David McCombs, Eugene Goryunov, and Jonathan Bowser in Westlaw Today: ‘IPR Tricks of the Trade: Discretionary Institution When There is Parallel ITC Investigation’

David McCombs, Eugene Goryunov and Jonathan Bowser, of Haynes and Boone, LLP, discuss considerations for the Patent Trial and Appeal Board when deciding whether to deny institution of an inter partes review petition that challenges a patent involved in an International Trade Commission investigation.


A third party who is not the patent owner may file a petition for inter partes review (IPR) to challenge the validity of an issued patent before the Patent Trial and Appeal Board. IPRs are frequently filed as part of a defense strategy to challenge the validity of an asserted patent. While infringement actions in district court are more common, patent owners are increasingly bringing up infringement allegations in petitions to the International Trade Commission (ITC). If the ITC determines in its investigation that a respondent infringed a valid U.S. patent, the ITC can issue an exclusion order effectively blocking the respondent's infringing product from importation into the U.S.

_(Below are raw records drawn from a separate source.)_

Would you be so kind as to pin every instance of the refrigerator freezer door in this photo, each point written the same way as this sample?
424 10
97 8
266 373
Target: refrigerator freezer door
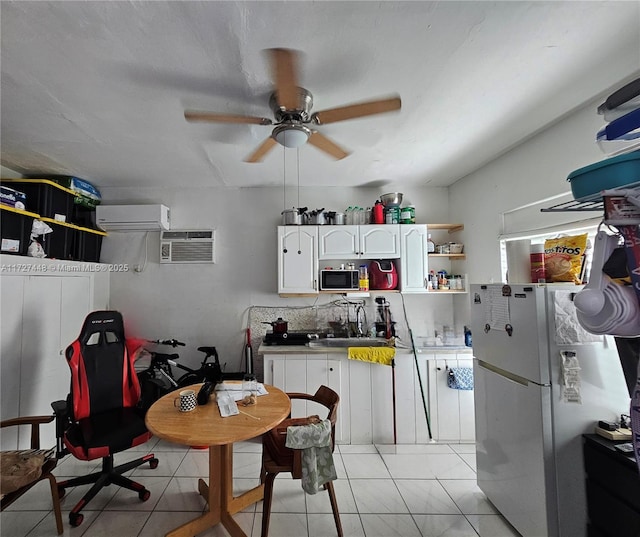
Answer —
513 444
524 352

ITC investigations are expedited compared to most district court actions. The ITC sets a target date of approximately 16 months for the conclusion of most investigations. Within that target date, an Administrative Law Judge (ALJ) of the ITC conducts an evidentiary hearing within nine to 11 months after commencement of the investigation, and then issues an initial determination (ID) within about 11 to 12 months after commencement. The ITC then issues its final determination (FD) by the 16-month target date.